Chartered Accountants Australia & New Zealand (CA ANZ), a professional body with regulatory powers, has announced that it will require members to pledge annually to behave with integrity and competence in an effort to restore trust to the sector, as reported by the Australian Financial Review.
In a publication sent to its members earlier this month, CA ANZ outlined recommendations for rebuilding this trust in the accounting industry. The recommendations cover actions that CA ANZ, the Accounting Professional and Ethical Standards Board (APESB), and the government can take to raise ethical and behavioral standards.
The APESB creates and administers a Code of Ethics to which accountants in Australia and New Zealand must adhere.

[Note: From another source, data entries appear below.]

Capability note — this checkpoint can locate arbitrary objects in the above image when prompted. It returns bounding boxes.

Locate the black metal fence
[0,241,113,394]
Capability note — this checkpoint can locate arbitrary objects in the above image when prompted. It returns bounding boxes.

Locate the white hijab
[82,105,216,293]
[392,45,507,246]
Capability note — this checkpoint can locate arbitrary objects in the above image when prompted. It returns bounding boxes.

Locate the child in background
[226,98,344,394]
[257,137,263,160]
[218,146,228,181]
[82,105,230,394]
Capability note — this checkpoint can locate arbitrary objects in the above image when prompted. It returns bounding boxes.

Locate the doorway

In its recommendations, CA ANZ urged the APESB to include in that code a requirement that members report wrongdoing by peers. For its own part, CA ANZ committed to expanding its mandatory ethical training to six hours every three years and creating new training for non-accounting employees at audit firms.
This initiative was prompted by several scandals in Australia's audit sector, including the PwC tax leaks scandal. In November, CA ANZ levied the maximum possible penalty on PwC, $50 thousand plus $45 thousand in costs. Since then, the maximum fine has been increased to $250 thousand.
Last year, Starling Insights published "Renal Failure: A Crisis in Audit Culture?," a Deeper Dive discussing the recent rash of scandals in the audit profession and how it impacts society at large.